Sin #1: Fidgeting. When experts discuss attorneys with one another (which they commonly do for referral purposes), the second-most common question asked is, “Does he pay his bills?” The far more important question almost always asked at the outset is, “Can he hold still?” Many attorneys cannot. I have my own acronym for this disorder: FASD (Functional Attention Span Disorder).
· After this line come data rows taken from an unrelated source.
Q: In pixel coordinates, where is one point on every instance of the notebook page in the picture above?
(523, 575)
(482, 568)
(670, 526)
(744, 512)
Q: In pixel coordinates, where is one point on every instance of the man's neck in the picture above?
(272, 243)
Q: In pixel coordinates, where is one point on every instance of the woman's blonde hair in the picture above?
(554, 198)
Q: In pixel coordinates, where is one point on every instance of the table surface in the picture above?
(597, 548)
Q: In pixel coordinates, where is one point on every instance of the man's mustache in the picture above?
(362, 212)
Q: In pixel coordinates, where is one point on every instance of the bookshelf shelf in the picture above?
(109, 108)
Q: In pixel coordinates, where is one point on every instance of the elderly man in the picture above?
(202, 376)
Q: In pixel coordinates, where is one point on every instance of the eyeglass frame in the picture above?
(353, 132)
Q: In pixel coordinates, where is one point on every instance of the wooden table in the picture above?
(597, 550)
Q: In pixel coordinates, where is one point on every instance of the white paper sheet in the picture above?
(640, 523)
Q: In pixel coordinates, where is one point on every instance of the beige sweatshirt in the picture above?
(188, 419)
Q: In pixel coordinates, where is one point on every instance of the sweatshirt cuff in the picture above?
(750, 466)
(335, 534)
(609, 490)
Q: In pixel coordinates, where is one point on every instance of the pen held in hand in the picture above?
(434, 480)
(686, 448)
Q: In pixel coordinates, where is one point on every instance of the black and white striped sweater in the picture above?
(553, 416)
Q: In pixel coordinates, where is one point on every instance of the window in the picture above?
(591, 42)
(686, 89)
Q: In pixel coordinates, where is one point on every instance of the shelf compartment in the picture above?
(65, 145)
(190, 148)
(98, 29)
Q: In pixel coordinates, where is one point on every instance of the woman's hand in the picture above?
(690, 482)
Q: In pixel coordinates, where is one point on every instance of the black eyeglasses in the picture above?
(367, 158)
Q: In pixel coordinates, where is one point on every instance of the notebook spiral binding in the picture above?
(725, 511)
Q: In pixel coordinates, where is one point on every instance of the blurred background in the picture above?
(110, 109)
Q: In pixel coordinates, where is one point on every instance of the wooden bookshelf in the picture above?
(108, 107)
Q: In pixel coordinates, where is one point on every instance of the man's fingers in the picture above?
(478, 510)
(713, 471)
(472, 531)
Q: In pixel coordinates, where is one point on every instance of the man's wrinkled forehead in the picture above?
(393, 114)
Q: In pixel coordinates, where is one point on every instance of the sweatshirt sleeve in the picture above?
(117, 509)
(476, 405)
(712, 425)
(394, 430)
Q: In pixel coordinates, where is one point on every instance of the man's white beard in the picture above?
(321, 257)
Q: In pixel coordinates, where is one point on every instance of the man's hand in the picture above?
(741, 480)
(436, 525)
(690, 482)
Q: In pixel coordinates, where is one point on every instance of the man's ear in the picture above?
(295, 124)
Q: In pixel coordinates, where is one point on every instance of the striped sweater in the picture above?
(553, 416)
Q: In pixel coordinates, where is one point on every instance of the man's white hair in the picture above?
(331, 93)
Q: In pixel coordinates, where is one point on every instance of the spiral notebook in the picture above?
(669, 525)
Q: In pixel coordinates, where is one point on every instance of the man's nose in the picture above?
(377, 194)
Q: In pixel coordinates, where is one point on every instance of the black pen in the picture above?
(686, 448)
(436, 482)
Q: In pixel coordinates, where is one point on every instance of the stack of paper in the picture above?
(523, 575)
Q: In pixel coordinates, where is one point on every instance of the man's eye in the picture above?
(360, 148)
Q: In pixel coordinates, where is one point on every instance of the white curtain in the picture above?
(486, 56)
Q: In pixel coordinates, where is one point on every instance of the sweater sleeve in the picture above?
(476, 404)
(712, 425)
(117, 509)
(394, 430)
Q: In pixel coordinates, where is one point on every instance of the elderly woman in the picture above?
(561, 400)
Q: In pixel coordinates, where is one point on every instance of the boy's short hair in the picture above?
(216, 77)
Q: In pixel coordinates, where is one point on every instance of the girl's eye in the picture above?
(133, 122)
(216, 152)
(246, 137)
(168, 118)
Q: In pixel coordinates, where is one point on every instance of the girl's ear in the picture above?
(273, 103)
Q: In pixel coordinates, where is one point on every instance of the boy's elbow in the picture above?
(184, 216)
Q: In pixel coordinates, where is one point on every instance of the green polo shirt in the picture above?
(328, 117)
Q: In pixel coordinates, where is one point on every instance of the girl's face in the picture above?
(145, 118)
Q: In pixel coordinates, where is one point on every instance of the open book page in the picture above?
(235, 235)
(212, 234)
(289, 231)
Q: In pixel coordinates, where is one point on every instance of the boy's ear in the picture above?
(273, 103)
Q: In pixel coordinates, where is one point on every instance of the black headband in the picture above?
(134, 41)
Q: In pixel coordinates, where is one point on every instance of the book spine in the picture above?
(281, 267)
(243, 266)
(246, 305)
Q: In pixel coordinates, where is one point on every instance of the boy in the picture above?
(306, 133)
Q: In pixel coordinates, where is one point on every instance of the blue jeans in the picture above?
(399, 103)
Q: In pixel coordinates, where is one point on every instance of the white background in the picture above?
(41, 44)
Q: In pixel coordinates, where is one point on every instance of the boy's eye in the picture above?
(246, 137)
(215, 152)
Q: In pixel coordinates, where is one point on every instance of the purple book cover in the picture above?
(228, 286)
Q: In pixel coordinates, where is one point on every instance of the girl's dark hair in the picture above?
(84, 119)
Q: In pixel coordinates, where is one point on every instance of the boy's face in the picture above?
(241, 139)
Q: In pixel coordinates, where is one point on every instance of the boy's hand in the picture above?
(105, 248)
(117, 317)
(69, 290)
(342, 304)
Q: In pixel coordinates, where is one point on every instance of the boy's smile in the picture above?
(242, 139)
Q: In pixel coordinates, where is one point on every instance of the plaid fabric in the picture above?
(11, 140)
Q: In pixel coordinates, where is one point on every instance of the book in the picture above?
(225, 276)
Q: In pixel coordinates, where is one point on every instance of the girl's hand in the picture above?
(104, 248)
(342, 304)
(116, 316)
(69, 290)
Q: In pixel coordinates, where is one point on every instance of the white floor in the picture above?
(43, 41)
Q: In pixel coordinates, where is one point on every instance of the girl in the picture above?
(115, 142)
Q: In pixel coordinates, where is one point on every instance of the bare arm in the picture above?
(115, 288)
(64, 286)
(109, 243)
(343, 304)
FASD is more a sociological than a legal phenomenon. Particularly in the world of contingent fees, thrifty underwriters, regressive taxation and unlimited incomes, many attorneys place considerable emphasis on spending as little time and money on a case as possible. Particularly on the plaintiff’s side, many attorneys take every case that walks (or wheels) through the door, throw them against the wall, expend as little effort and resources as possible, and live off the settlements from the handful that stick. I can generally sniff these attorneys out in the first three minutes of telephone conversation. Yet many defendants’ attorneys either cannot, or choose not to as a matter of strategy: Since FASD plaintiffs’ counsel care little or nothing about their clients, the best way for many defendants to reduce the damage awards is to offer these attorneys a small settlement before they are forced to undertake any serious effort, much less engage an expert. Leaving most of the money on the table is hardly a concern for attorneys who can collect the scraps with no down payment.
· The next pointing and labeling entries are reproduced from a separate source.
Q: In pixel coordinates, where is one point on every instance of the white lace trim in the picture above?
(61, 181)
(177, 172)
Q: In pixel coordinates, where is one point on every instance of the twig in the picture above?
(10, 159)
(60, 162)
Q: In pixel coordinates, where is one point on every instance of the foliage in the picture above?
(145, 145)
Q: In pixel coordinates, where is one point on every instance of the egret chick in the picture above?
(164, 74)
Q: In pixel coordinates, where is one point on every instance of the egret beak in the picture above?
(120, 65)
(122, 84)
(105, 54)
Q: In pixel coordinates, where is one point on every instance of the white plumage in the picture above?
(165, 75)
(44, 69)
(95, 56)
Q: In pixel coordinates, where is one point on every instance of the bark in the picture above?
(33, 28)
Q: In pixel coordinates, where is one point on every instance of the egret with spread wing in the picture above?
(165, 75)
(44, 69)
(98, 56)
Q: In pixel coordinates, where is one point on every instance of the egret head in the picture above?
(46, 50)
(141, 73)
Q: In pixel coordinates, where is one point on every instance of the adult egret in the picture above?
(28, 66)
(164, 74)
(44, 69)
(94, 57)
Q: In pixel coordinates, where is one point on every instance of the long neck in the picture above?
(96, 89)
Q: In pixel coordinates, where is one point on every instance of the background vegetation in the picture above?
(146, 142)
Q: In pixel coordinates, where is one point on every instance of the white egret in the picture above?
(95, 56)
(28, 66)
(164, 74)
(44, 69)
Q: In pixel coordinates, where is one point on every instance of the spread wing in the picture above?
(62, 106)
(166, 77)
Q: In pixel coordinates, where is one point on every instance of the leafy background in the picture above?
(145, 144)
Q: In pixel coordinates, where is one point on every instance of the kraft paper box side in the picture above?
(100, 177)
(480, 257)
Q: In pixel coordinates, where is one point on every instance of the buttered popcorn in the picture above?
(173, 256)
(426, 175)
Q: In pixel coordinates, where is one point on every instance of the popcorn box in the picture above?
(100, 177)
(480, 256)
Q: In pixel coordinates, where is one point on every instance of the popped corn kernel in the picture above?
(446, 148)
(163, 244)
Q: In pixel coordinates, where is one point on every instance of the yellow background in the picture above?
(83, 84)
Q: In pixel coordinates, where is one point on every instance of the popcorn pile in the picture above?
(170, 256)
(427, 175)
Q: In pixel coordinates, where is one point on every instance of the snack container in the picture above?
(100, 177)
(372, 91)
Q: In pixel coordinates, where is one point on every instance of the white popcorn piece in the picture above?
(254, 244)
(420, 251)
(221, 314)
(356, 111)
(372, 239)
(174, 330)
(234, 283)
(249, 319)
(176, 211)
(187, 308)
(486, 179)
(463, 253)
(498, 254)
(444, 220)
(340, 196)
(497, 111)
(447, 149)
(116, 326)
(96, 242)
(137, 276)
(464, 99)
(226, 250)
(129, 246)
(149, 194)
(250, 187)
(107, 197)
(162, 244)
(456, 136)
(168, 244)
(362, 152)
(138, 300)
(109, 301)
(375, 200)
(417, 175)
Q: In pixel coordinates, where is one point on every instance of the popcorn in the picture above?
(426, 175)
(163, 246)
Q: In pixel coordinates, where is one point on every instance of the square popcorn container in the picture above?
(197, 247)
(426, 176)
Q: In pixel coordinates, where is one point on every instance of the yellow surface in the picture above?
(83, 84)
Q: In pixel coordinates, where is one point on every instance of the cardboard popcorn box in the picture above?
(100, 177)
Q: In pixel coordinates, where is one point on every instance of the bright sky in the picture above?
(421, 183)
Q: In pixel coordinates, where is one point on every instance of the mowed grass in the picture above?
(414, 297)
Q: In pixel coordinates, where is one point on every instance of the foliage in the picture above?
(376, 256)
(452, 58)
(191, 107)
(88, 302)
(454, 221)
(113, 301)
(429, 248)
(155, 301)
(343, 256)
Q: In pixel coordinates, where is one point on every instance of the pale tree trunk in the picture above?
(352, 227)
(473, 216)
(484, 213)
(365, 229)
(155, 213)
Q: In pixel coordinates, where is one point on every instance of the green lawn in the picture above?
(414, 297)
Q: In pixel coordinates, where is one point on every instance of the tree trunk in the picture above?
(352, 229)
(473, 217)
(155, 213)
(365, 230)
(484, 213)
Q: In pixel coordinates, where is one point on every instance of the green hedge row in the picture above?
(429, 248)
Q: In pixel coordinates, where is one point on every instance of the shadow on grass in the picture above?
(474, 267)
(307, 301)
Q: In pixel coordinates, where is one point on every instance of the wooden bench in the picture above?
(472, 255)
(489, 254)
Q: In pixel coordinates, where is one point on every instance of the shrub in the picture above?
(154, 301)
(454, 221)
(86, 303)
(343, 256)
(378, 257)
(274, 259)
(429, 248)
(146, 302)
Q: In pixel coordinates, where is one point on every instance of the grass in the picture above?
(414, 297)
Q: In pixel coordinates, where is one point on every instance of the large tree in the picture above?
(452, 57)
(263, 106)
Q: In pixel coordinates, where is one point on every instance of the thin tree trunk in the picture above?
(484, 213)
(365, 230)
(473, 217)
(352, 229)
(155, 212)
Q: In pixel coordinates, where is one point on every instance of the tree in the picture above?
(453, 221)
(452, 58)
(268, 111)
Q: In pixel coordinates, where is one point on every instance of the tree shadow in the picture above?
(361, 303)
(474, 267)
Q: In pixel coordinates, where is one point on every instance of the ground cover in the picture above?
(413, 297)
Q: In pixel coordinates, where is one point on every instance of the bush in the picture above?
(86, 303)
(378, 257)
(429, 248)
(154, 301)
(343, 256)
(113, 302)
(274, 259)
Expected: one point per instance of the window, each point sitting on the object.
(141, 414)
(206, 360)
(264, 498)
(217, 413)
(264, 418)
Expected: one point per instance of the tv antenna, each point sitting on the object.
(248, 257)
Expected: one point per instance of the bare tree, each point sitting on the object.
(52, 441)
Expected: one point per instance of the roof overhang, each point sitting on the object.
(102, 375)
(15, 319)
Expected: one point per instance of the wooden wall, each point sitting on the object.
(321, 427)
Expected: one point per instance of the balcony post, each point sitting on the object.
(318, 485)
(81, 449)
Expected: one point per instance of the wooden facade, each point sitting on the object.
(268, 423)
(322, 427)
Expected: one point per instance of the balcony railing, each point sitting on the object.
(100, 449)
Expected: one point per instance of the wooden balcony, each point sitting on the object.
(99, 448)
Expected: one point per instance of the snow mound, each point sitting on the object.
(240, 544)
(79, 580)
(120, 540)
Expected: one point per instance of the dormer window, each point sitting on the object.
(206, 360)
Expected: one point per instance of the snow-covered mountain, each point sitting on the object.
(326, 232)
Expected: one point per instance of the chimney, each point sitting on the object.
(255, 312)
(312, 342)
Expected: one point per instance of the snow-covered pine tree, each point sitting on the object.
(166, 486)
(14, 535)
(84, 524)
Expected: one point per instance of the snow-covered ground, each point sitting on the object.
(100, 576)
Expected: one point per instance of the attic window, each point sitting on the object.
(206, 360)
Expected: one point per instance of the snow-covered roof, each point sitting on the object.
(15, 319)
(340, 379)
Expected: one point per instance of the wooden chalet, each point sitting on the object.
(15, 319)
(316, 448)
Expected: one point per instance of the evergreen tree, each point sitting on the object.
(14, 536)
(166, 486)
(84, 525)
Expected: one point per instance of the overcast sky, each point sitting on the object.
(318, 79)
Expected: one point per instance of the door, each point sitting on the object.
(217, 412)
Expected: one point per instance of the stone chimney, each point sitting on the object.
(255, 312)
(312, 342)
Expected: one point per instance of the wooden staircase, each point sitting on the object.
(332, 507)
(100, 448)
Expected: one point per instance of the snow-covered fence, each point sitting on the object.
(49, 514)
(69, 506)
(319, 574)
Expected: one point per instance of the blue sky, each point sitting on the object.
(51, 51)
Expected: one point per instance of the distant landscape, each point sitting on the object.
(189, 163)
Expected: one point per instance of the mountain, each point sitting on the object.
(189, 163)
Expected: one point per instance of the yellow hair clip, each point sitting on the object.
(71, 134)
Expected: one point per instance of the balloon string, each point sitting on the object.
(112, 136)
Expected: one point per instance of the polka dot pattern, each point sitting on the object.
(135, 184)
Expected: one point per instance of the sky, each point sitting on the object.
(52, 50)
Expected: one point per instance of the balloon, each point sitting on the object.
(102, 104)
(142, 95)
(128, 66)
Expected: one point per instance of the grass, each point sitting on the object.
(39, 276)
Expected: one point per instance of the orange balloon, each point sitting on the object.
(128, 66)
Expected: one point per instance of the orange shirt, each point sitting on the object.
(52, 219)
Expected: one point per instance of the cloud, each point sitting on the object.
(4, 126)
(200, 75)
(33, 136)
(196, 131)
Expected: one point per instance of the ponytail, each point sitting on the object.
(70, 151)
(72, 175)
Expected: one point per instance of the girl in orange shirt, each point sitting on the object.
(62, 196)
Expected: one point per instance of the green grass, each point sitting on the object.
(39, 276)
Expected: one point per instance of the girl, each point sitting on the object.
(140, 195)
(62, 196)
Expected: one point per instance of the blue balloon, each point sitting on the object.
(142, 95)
Shrewd defense attorneys can usually spot these cruisers by their level of effort. But this is becoming increasingly more difficult as the involvement of paralegals is spiraling, and the volume of paperwork growing in proportion. Frankly, I prefer speaking with paralegals about many things: Earning a small fraction of what their bosses do, they can afford to hold still. And given their increasing amounts of substantive responsibility, they are usually more able to get their attorney’s attention than a mere expert.
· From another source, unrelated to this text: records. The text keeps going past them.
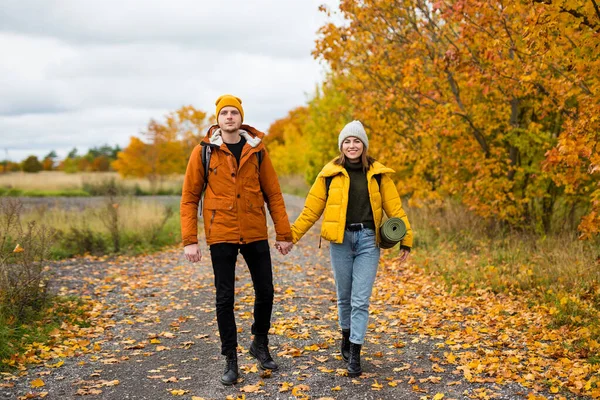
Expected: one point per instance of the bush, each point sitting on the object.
(23, 250)
(32, 164)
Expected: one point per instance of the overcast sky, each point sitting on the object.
(79, 73)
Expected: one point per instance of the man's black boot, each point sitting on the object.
(231, 370)
(345, 347)
(259, 349)
(354, 368)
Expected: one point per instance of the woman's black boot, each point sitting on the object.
(345, 347)
(231, 373)
(354, 368)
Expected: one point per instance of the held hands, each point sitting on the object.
(284, 247)
(192, 252)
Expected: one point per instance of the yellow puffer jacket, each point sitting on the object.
(335, 205)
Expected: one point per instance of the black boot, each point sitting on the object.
(231, 370)
(345, 348)
(354, 368)
(259, 349)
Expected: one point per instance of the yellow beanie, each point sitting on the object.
(229, 100)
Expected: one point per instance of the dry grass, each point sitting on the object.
(469, 252)
(134, 215)
(57, 180)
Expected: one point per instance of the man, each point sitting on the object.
(239, 182)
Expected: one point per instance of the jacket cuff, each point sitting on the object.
(282, 238)
(187, 242)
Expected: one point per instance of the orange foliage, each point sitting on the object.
(493, 102)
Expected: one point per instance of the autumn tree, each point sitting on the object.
(488, 101)
(166, 148)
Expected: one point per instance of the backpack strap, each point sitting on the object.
(206, 152)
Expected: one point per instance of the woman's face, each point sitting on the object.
(352, 148)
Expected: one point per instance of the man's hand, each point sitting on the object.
(192, 252)
(284, 247)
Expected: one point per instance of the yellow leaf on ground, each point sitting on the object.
(250, 388)
(285, 386)
(37, 383)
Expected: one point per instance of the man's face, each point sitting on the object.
(229, 119)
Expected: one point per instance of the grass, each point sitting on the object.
(558, 271)
(58, 183)
(143, 226)
(16, 338)
(293, 184)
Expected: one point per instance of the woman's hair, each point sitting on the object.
(365, 159)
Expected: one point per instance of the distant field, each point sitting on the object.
(61, 184)
(57, 183)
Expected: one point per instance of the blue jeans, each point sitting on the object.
(354, 265)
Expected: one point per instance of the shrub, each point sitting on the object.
(23, 250)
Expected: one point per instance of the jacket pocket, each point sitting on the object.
(214, 208)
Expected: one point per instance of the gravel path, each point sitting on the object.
(162, 342)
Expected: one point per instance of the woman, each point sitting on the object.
(353, 190)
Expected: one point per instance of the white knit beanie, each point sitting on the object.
(355, 129)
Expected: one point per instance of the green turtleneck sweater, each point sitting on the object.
(359, 205)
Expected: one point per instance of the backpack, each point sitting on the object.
(328, 180)
(205, 155)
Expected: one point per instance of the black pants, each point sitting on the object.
(258, 258)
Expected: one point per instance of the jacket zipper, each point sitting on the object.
(212, 218)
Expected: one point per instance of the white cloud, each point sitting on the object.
(85, 73)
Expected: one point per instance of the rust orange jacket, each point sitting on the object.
(234, 201)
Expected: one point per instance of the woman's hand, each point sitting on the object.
(192, 252)
(403, 254)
Except where potential damages are enormous, FASD is also common to many defendants’ attorneys since they are paid only an hourly rate (and thus, are deprived of hysterical and surrealistic motivation), and since many carriers ration their efforts like jewels. I am constantly surprised by defendants’ counsel who never bother to interview their clients’ staff.
The Seven Deadliest Sins
As Washington lobbyists say, “In a democracy, you get what you deserve, and you deserve what you get.” This is also true for parties in a lawsuit who fail to notice when their attorneys commit the Seven Deadliest Sins.
Even where defendants have limited control over their counsel, they must observe their counsel’s conduct, effort and style carefully. Judging simply by the results is an illusion that eventually catches up to you – usually in a really big case. Particularly in civil lawsuits, do-overs are rare – largely because most attorneys dread appeals more than skin disease. All the marbles go into a single basket. Particularly as a single lawsuit is often one too many, this is not necessarily a bad thing. But only if one watches the basket.